# Analytical vs Gradient Descent methods of solving linear regression

The Gradient Descent offers an iterative method to solve linear models. However, there is a traditional and direct way of solving it called as **normal equations**. In normal equations, you build a matrix where each record of observation becomes a row (`m`

rows) and each feature becomes a column. You prefix an additional column to represent the constant (`n+1`

columns). This matrix, represented as `X`

is of dimension `m x (n+1)`

. You represent the response variable as a vector `y`

of dimension `m x 1`

.

The formula to calculate the optimal coefficients is given by $\theta = (X^{T}X)^{-1}X^{T}y$. Where $\theta$ is a vector of shape `n+1`

containing $[\theta_{0}, \theta_{1} … \theta_{n}]$.

### Caveats when applying analytical technique¶

- In the analytical, normal equation method, there is no iteration to arrive at optimal $\theta$. You simply calculate it.
- You do not have to scale features. It is ok to have them in their native dimensions.

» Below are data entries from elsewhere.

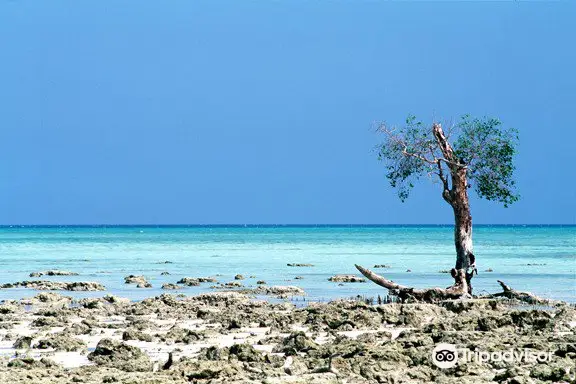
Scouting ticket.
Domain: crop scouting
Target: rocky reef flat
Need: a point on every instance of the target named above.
(230, 337)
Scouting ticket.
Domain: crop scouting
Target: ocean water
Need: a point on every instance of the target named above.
(540, 259)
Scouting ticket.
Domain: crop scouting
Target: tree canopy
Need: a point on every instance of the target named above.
(480, 147)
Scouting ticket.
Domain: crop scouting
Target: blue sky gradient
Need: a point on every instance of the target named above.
(215, 112)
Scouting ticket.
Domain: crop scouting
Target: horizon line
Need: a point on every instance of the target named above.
(276, 225)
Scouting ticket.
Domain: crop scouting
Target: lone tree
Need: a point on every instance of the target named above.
(474, 152)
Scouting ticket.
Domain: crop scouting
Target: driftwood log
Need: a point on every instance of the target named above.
(457, 291)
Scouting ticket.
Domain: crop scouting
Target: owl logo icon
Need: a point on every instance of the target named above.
(445, 355)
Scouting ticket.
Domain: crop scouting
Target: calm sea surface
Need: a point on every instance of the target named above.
(540, 259)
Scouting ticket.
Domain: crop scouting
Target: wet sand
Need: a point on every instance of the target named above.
(230, 337)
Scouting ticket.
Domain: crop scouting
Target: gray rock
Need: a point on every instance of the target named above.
(121, 356)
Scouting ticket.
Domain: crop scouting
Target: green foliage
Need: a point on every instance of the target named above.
(488, 150)
(481, 145)
(403, 170)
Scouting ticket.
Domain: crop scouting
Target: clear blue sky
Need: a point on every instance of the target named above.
(261, 111)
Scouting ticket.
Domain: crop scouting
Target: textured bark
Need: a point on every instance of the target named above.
(513, 294)
(457, 197)
(408, 294)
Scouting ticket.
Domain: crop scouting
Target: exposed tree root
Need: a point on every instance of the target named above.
(513, 294)
(457, 291)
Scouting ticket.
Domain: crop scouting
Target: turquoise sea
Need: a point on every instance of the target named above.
(540, 259)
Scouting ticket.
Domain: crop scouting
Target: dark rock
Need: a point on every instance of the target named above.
(23, 342)
(118, 355)
(347, 279)
(61, 342)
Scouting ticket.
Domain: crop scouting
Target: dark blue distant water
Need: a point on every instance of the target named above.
(536, 258)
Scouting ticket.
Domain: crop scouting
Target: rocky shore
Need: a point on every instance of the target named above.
(229, 337)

### Guidelines for choosing between GD and Normal equation¶

- GD needs you to play with $\alpha$ (learning rate), while normal equation does not.
- GD is an iterative process, while normal eq is not.
- GD shines well when you have a
**large number of attributes / features / independent variables**. The order of GD is given by $O(kn^{2})$ for`n`

features. - Normal equation needs to invert a matrix which is an expensive operation. Its time complexity is given by $O(n^{3})$.
- If you have
`>10,000`

independent variables, or if the number of observations / rows is less than number of independent variables (`m < (n+1)`

), then normal equation not produce a matrix that is invertible. You are better off with Gradient Descent regression. - If you have highly correlated features (multi-collinearity) or when you have more features than observations, you might end up with a non-invertible matrix for the normal equation. In these cases, you can choose GD or you can delete some features or regularization techniques if you want to continue with normal equation.
- GD is an approximation technique, while normal equation is a deterministic approach. GD might settle in a local minima and not global minima. Although, for linear regressions, the shape of the loss function is such that there is no local but only a global minima.